1.Het bewijs is terug te vinden in het in de wettelijke vorm door verbalisant [naam] van de politie Oost-Nederland, district Gelderland Midden, opgemaakte proces-verbaal, dossiernummer PL0600-2021384784, gesloten op 10 december 2021 en in de bijbehorende in wettelijke vorm opgemaakte processen-verbaal en overige schriftelijke bescheiden, tenzij anders vermeld. De vindplaatsvermeldingen verwijzen naar de pagina’s van het doorgenummerde dossier, tenzij anders vermeld.
2.Proces-verbaal aangifte [aangever 1] , p. 30.
3.Proces-verbaal van verhoor getuige J.J. [getuige 1] , p. 36-37.
4.Proces-verbaal van bevindingen, p. 40-41.
5.Proces-verbaal aanhouding verdachte [verdachte] , p. 6-7.
6.Proces-verbaal van bevindingen, p. 60.
7.Het bewijs is terug te vinden in het in de wettelijke vorm door verbalisant [naam] van de politie Oost-Nederland, district Noord- en Oost-Gelderland, opgemaakte proces-verbaal, dossiernummer 202109131200DOSS, gesloten op 13 september 2021 en in de bijbehorende in wettelijke vorm opgemaakte processen-verbaal en overige schriftelijke bescheiden, tenzij anders vermeld. De vindplaatsvermeldingen verwijzen naar de pagina’s van het doorgenummerde dossier, tenzij anders vermeld.
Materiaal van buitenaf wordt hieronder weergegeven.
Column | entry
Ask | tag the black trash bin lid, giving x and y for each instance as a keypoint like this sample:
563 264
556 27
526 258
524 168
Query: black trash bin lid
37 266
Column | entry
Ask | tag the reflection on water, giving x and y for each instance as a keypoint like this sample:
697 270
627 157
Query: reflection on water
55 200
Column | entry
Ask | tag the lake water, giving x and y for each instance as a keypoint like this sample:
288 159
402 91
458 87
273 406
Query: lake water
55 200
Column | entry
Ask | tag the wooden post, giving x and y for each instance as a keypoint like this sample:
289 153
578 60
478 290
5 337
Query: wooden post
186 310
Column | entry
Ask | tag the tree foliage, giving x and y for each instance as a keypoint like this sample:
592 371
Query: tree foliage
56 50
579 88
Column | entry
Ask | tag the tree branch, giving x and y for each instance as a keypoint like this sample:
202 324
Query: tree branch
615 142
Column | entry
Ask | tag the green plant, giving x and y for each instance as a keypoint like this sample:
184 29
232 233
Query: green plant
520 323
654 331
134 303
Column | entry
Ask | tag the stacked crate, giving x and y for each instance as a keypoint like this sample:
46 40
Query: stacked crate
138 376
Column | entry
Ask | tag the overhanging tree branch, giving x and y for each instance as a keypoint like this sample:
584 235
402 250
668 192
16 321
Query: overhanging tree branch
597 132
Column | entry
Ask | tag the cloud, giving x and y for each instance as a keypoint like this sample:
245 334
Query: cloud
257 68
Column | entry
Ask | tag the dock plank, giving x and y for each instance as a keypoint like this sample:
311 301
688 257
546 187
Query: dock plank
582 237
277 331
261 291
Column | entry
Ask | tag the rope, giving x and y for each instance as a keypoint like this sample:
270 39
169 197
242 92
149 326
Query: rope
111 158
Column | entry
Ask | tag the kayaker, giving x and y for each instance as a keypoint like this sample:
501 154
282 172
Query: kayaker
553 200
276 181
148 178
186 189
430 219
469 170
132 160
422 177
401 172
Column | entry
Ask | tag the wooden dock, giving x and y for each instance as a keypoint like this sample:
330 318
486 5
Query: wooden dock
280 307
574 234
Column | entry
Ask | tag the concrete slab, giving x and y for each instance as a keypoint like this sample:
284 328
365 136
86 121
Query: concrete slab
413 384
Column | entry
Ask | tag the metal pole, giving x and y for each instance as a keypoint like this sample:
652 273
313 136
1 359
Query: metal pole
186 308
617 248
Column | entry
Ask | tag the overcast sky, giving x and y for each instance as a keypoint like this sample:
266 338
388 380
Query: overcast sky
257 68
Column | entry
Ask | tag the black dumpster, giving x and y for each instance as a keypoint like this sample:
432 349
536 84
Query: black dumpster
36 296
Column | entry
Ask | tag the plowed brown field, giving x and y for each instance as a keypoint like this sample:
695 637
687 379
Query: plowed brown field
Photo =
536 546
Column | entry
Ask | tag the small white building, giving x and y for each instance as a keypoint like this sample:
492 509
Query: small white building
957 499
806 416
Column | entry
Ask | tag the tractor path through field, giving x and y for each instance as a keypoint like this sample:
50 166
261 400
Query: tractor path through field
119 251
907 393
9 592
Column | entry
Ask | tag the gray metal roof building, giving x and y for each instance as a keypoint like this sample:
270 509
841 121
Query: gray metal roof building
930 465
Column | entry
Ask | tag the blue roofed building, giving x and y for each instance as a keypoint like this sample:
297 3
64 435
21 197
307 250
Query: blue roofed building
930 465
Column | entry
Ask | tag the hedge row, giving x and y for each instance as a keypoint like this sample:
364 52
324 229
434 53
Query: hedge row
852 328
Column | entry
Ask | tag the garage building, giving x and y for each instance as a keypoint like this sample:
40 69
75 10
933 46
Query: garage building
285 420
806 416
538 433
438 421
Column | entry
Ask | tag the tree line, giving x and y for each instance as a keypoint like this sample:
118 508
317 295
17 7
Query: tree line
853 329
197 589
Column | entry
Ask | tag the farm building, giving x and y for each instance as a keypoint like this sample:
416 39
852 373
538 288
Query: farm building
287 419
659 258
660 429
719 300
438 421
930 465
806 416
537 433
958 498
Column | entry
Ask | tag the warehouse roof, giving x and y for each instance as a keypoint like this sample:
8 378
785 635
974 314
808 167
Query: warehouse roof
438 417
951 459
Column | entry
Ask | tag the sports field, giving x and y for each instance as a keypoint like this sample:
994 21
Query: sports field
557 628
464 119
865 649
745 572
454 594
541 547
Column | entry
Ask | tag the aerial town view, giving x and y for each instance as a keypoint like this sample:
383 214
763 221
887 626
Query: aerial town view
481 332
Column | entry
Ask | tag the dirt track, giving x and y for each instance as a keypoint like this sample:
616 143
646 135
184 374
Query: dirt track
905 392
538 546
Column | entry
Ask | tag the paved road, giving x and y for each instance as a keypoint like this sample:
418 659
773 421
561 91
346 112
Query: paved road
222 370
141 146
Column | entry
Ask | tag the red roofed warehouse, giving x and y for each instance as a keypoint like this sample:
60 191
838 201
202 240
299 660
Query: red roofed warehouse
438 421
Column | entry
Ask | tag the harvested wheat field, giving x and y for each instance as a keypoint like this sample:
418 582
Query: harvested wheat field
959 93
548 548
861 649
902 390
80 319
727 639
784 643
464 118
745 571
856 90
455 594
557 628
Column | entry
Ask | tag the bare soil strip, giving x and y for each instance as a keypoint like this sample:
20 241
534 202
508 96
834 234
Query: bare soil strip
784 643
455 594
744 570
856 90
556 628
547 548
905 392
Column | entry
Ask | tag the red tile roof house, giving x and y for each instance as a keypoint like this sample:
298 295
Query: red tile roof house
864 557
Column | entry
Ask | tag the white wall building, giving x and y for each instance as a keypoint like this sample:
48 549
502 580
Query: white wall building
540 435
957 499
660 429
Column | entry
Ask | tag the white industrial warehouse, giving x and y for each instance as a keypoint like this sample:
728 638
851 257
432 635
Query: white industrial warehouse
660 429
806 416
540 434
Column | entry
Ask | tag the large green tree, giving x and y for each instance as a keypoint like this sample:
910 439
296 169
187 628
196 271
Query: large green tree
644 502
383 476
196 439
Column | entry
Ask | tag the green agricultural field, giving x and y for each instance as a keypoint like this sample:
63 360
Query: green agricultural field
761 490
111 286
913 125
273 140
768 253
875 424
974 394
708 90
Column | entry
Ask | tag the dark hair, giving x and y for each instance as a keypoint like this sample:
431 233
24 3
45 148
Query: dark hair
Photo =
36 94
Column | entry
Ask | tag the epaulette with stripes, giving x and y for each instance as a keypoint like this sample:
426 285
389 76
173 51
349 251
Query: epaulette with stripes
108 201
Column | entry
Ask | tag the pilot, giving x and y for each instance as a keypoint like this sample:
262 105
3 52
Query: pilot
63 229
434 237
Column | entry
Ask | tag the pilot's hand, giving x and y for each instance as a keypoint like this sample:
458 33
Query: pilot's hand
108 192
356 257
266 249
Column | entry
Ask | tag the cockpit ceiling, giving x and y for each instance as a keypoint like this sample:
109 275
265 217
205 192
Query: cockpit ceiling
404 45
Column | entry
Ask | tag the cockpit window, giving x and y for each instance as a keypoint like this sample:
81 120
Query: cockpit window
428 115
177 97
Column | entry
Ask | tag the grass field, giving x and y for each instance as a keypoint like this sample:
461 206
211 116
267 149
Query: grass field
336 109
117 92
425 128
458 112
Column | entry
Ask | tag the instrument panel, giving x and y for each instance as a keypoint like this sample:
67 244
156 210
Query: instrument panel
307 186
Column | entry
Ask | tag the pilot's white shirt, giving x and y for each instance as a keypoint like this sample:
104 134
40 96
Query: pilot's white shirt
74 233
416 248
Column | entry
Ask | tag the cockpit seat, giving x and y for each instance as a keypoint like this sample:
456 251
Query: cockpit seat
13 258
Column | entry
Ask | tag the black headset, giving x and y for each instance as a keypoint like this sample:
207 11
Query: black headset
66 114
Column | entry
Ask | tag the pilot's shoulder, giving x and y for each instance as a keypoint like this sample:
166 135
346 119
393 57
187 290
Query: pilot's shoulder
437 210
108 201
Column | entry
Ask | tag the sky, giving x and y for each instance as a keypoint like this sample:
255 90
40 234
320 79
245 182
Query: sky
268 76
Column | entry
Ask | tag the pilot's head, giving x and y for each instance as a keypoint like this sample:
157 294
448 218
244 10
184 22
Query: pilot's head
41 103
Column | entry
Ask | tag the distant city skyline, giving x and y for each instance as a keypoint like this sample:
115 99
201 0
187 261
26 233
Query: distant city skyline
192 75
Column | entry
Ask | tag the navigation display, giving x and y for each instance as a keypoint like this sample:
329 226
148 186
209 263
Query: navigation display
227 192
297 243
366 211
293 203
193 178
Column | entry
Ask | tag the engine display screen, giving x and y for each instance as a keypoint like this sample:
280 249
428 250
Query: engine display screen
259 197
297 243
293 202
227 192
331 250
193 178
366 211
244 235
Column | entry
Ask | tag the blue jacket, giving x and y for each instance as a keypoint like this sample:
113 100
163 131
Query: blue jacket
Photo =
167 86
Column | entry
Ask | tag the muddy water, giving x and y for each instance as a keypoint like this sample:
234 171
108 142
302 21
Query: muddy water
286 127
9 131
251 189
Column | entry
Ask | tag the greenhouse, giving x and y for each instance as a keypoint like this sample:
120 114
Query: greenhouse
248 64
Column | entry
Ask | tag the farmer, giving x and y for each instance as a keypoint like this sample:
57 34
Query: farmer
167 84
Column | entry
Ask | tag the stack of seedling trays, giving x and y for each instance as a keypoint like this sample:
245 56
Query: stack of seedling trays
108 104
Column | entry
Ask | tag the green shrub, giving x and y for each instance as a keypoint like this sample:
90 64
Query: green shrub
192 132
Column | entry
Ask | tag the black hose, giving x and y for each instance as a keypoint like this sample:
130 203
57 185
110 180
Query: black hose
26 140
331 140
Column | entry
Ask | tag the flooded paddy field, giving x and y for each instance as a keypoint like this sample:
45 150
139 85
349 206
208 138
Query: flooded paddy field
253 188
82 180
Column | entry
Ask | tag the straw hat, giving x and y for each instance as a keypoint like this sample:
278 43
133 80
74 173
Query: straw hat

8.Proces-verbaal aangifte [aangever 2] , p. 40-41 en 43-44.
9.Proces-verbaal van verhoor getuige [getuige 2] , p. 30-31.
10.Proces-verbaal van bevindingen, p. 20.
11.Proces-verbaal van bevindingen, p. 21.
12.Proces-verbaal van bevindingen, p. 137-138.
13.Proces-verbaal van bevindingen, p. 97.
14.Proces-verbaal van bevindingen, p. 144-145.
15.Proces-verbaal van bevindingen, p. 107.
16.Proces-verbaal van bevindingen, p. 133-134 en proces-verbaal aangifte [aangever 2] , p. 40-41.